The Deganwy Castle Hotel was originally a 17th Century farmhouse called Tyddyn Deganwy, which was expanded and converted into the Deganwy Castle Hotel in the 1880s following the opening of the railway line to Llandudno in 1858. In 1959 the hotel was acquired by Jess Yates a local entertainer and television presenter who grew up in Llandudno and best known for playing the organ in local theatres. The hotel closed in 2010 and recently has been converted into apartments.
Walking a short distance over the railway line towards Deganwy promenade we stopped at the jetty where in the 19th century, a pleasure steamer would take passengers up the river Conwy to the village of Trefriw. In order to pass safely under the suspension bridge, the funnels on the steamer would be folded down and raised again when on the other side of the bridge.
Further down the promenade we stopped at the recently refurbished shelter. This Victorian shelter was damaged in the Winter storms of 2013/2014, but has now been restored to its former glory thanks to funds and grants from various bodies.

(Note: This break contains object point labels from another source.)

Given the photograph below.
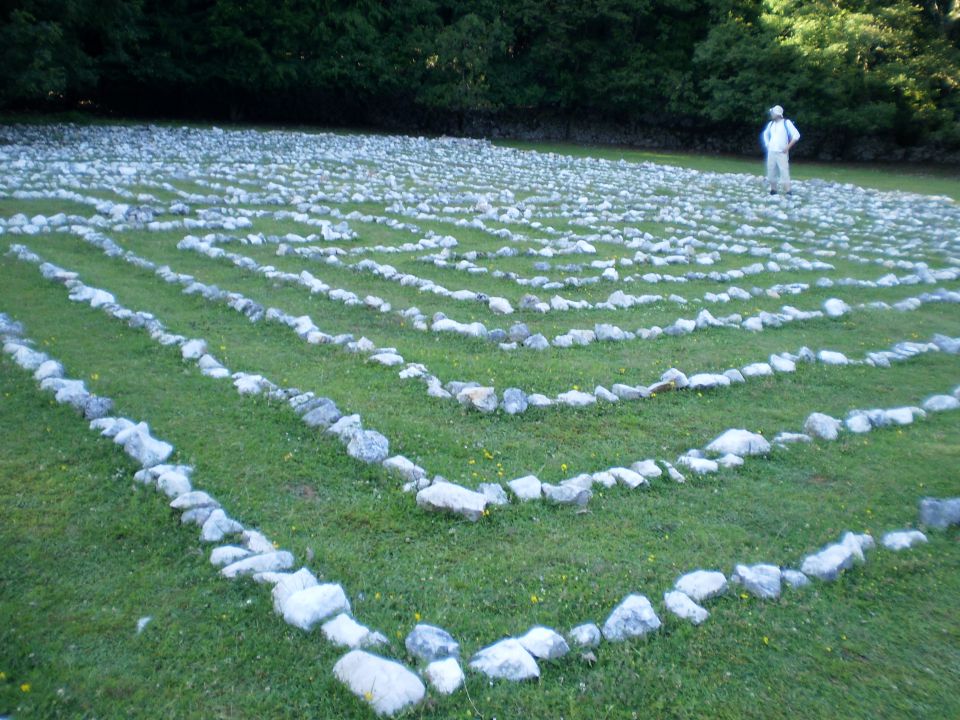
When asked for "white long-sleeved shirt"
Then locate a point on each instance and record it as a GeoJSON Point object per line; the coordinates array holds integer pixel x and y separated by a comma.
{"type": "Point", "coordinates": [778, 134]}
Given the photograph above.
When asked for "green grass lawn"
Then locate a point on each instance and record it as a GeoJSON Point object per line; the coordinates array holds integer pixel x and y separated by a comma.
{"type": "Point", "coordinates": [88, 552]}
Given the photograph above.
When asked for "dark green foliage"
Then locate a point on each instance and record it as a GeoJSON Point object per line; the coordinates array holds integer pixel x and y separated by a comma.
{"type": "Point", "coordinates": [846, 68]}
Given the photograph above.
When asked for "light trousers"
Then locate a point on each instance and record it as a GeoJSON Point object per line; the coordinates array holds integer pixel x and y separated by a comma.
{"type": "Point", "coordinates": [778, 166]}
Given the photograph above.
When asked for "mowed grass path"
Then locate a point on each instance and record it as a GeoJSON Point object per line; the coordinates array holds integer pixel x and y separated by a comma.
{"type": "Point", "coordinates": [88, 553]}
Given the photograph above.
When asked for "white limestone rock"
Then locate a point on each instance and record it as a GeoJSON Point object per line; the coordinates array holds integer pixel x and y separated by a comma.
{"type": "Point", "coordinates": [173, 484]}
{"type": "Point", "coordinates": [701, 466]}
{"type": "Point", "coordinates": [683, 607]}
{"type": "Point", "coordinates": [483, 399]}
{"type": "Point", "coordinates": [858, 423]}
{"type": "Point", "coordinates": [822, 426]}
{"type": "Point", "coordinates": [903, 415]}
{"type": "Point", "coordinates": [368, 446]}
{"type": "Point", "coordinates": [344, 631]}
{"type": "Point", "coordinates": [940, 514]}
{"type": "Point", "coordinates": [194, 499]}
{"type": "Point", "coordinates": [903, 539]}
{"type": "Point", "coordinates": [702, 585]}
{"type": "Point", "coordinates": [314, 604]}
{"type": "Point", "coordinates": [445, 676]}
{"type": "Point", "coordinates": [386, 685]}
{"type": "Point", "coordinates": [795, 578]}
{"type": "Point", "coordinates": [707, 381]}
{"type": "Point", "coordinates": [566, 494]}
{"type": "Point", "coordinates": [630, 478]}
{"type": "Point", "coordinates": [448, 497]}
{"type": "Point", "coordinates": [515, 401]}
{"type": "Point", "coordinates": [429, 643]}
{"type": "Point", "coordinates": [500, 306]}
{"type": "Point", "coordinates": [146, 450]}
{"type": "Point", "coordinates": [345, 428]}
{"type": "Point", "coordinates": [544, 643]}
{"type": "Point", "coordinates": [193, 349]}
{"type": "Point", "coordinates": [762, 581]}
{"type": "Point", "coordinates": [757, 370]}
{"type": "Point", "coordinates": [941, 403]}
{"type": "Point", "coordinates": [834, 308]}
{"type": "Point", "coordinates": [739, 442]}
{"type": "Point", "coordinates": [506, 660]}
{"type": "Point", "coordinates": [831, 357]}
{"type": "Point", "coordinates": [828, 563]}
{"type": "Point", "coordinates": [287, 584]}
{"type": "Point", "coordinates": [633, 617]}
{"type": "Point", "coordinates": [405, 468]}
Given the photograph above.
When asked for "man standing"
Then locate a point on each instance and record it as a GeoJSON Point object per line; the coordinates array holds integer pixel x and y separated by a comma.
{"type": "Point", "coordinates": [778, 137]}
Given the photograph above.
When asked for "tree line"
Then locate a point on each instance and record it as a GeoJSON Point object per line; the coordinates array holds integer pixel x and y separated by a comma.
{"type": "Point", "coordinates": [847, 67]}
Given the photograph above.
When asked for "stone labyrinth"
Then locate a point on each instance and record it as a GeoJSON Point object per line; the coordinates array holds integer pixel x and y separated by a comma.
{"type": "Point", "coordinates": [430, 261]}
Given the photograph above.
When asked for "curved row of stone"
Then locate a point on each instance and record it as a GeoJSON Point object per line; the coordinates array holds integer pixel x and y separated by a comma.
{"type": "Point", "coordinates": [583, 210]}
{"type": "Point", "coordinates": [387, 685]}
{"type": "Point", "coordinates": [436, 494]}
{"type": "Point", "coordinates": [515, 400]}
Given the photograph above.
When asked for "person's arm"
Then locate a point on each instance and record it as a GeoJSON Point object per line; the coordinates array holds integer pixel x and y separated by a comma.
{"type": "Point", "coordinates": [794, 136]}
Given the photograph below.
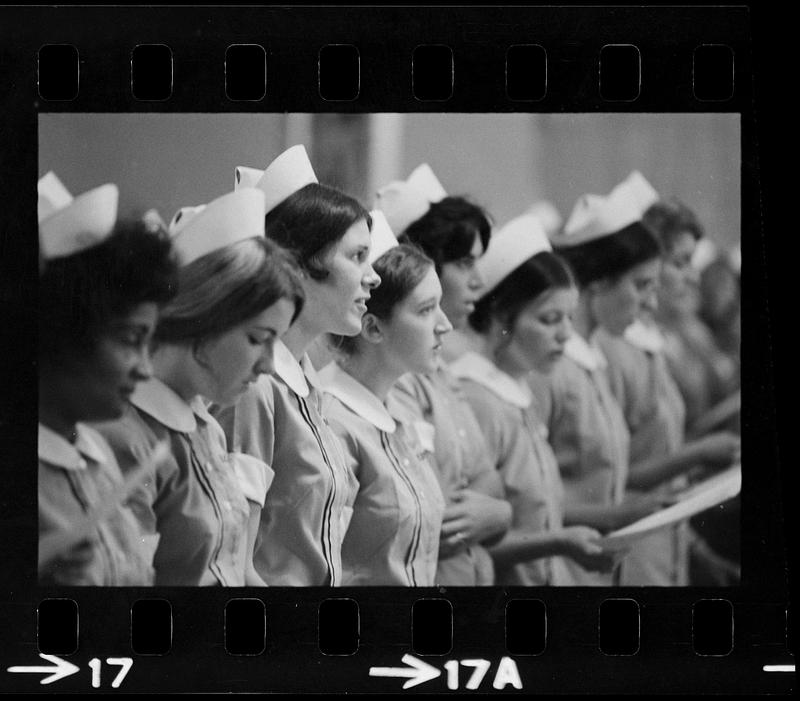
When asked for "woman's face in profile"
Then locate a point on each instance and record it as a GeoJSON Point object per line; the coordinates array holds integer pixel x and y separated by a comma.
{"type": "Point", "coordinates": [101, 383]}
{"type": "Point", "coordinates": [340, 300]}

A little further down the promenade we saw a brick shelter with 5 columns from the late 1930s – the only construction of what was to be a large hotel, but due to the start of the 2nd World War the plans were never completed.
We then crossed the railway over the bridge. The previous one, Elan explained, was an arch construction without steps and was quite difficult to use in wet weather due to the steep climb to the top and precarious slide down to the other side. The present bridge is far more accessible!
On the north side of the bridge is a small car park, the location of the former West Shore Lido. The Lido was opened in 1934 by local businessman R. Arthur Jones, but sadly closed in the 1950s’s when maintenance costs made it too expensive to run. During its lifetime it was very popular with locals and holidaymakers. Walking towards Deganwy, at the junction of York Road and Deganwy Road is a 1930’s art-deco building, formerly a roller skating rink. Today it is used by Robertson Geologging Ltd.
Further along Deganwy Road we paused at the site of the old library where we learned of the pearl fishermen and women who worked in the Pearl Kitchens. Fresh mussels were bought from the River Conwy, boiled in large iron pots, the fish pulp removed (as food for ducks) and the pearls that collect at the bottom were washed and saved. Apparently mussel shells cast aside from this industry were still visible until quite recently, but alas have disappeared making way for new development.
The final stop on the walk was at All Saints’ Church, built on land given by Lord Mostyn and funded by Lady Henrietta Mostyn in memory of her parents the Earl & Countess of Abergavenny. The church was consecrated by the Lord Bishop of St Asaph on All Saints Day, 1st November 1899.
The planned walk is a circular one and continues back to the starting point, but the remaining section will have to be left until another day.